Sharon Epstein

Sharon Epstein is a Nationally Registered Dance Movement Therapist since 1989 and a New York State Licensed Creative Arts Therapist. Throughout the years, Sharon continually builds and broadens her knowledge, skills and experience in working with the body/mind/spirit paradigm. She has worked within the fields of general psychiatry, substance abuse, oncology, neurology, geriatrics, as well as wellness and preventive care. She continues to take numerous workshops and classes but learns most from the classes she teaches.

As a yoga teacher, Sharon received her 300 hour level training from Laughing Lotus, NYC (2012) and her 200 hour training at the Yoga and Polarity Center of Malverne, Long Island (2007) She has additional training in prenatal yoga and yoga for kids. Sharon currently leads dance programs for people with Parkinson’s Disease and for women recovering from cancer. She is proud to facilitate an embodied Judaism class, blending Yoga and Judaism at Temple Beth El of Great Neck alongside Rabbi Tara Feldman.

Sharon is so grateful and appreciative for the shared wisdom and energy of her many teachers, colleagues and students within the yoga and dance community.

Getting to Know Sharon…

1) Why did you start practicing yoga?

In the late 1970s I fell into a Yoga class in NYC to stretch my body and relax my mind after taking dance class. Intrigued, and intuitively feeling this was where I needed and wanted to be, I took out a Yoga recording from our local library and practiced along, as a teenager from my bedroom at home. Over the next decade yoga was intertwined with theatre warm-ups and dance cool downs. Then, in the early 1990’s living and working in NYC, Yoga exploded and became very accessible and was very “cool” . It became my personal refuge as I worked a stressful job as a dance movement therapist in a psychiatric hospital. Throughout the decades, yoga’s many layers have been revealed to meet the different challenges, changes and needs of my life.

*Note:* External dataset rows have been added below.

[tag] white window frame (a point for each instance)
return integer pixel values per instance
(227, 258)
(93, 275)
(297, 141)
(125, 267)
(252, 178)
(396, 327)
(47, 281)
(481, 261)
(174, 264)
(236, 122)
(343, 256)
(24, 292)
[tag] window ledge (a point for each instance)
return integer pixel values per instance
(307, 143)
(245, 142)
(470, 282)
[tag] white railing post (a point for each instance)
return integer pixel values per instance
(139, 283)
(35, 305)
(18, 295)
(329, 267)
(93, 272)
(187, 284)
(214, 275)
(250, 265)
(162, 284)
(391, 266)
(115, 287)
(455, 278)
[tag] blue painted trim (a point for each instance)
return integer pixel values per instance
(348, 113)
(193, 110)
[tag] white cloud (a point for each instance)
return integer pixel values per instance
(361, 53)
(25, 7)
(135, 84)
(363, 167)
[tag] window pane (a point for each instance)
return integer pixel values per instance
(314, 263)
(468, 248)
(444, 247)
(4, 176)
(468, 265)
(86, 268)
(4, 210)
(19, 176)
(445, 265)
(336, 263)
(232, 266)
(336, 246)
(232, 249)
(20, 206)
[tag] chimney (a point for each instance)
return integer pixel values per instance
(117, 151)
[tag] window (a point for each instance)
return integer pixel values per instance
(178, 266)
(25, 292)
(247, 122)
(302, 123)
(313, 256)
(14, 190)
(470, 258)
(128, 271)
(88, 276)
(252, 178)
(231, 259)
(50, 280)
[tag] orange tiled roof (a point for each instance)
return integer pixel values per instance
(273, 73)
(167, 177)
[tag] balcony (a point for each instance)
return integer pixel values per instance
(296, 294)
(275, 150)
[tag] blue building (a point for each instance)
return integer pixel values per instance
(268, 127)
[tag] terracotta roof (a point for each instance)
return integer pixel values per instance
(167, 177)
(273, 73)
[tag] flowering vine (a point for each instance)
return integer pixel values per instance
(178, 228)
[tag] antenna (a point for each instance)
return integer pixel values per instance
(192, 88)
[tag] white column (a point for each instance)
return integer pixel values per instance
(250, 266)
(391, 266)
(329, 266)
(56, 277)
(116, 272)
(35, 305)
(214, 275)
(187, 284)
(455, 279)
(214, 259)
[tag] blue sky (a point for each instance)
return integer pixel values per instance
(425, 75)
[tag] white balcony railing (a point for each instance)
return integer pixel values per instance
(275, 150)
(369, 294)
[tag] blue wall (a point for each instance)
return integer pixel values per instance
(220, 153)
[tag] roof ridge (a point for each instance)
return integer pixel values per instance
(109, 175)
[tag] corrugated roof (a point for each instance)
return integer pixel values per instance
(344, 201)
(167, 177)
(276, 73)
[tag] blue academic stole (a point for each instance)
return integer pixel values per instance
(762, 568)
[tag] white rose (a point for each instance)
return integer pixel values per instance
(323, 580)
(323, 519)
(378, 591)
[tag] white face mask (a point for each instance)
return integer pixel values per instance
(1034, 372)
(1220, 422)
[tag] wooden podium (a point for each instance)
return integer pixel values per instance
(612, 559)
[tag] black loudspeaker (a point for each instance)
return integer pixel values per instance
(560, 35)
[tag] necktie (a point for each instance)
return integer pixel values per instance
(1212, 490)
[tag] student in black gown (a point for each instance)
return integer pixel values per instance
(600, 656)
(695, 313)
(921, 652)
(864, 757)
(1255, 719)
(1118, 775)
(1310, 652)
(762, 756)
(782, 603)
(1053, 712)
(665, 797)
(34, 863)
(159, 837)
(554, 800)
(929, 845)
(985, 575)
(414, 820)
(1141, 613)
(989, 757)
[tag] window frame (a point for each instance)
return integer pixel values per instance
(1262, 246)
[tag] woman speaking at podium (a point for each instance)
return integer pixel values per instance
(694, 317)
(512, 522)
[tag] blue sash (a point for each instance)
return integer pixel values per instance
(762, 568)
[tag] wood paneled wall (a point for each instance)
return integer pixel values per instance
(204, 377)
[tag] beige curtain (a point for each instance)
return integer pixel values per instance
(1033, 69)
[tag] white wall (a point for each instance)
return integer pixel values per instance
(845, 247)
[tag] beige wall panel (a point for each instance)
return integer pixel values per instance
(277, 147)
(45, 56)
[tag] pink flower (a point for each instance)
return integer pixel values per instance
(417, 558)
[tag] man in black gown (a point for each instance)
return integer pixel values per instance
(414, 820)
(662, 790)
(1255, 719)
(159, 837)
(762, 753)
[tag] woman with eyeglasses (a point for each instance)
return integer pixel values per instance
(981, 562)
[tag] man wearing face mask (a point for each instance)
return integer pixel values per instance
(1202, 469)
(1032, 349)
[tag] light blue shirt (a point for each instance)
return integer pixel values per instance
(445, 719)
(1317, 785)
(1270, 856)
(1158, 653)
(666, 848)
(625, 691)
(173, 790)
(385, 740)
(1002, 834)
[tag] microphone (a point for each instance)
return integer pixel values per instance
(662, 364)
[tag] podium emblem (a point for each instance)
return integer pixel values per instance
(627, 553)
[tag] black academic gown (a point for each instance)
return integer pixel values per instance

2) How would you describe your teaching style?

My teaching style is eclectic. I love vinyasa flow, I love alignment, I love aspects of kundilini. I have studied with so many different teachers over the years from many different traditions. I love it all… I love variety and creativity. It is all Hatha Yoga!

3) Who or what is your inspiration?

What inspires me is an exchange of energy, ideas and friendship among teachers and students in the yoga community.

4) Tell us something that we would never guess about you?

I manage living with an auto immune condition called Crohn’s Disease. Many people assume that Yoga teachers are “anti-medicine”. I am grateful that I have medications that keep my condition in a remission most of the time, and that I am able to live a really active full life, mostly free of pain. I believe that It is possible that Yoga contributes to my remission!!

5) What is your least favorite asana to practice?

My least favorite pose is wheel. Due to mild arthritis in my lumbar spine and sacroiliac joint, I need to work very diligently to access the muscles in my upper body so I do not feel compression or rubbing of bone on bone in my lumbar spine. This takes a lot of effort, stamina, strength and awareness on my part. When I do practice wheel pose on a regular basis, I feel a lot of freedom in the front and back of my body. At times, when I prefer to back off and put less effort into a pose, I modify and practice bridge pose. I especially enjoy the support and pressure of a block under my lower back. This pose then becomes a favorite!!

6) Name 1 thing on your bucket list.

On my bucket list is hiking and biking through some of our country’s magnificent national parks.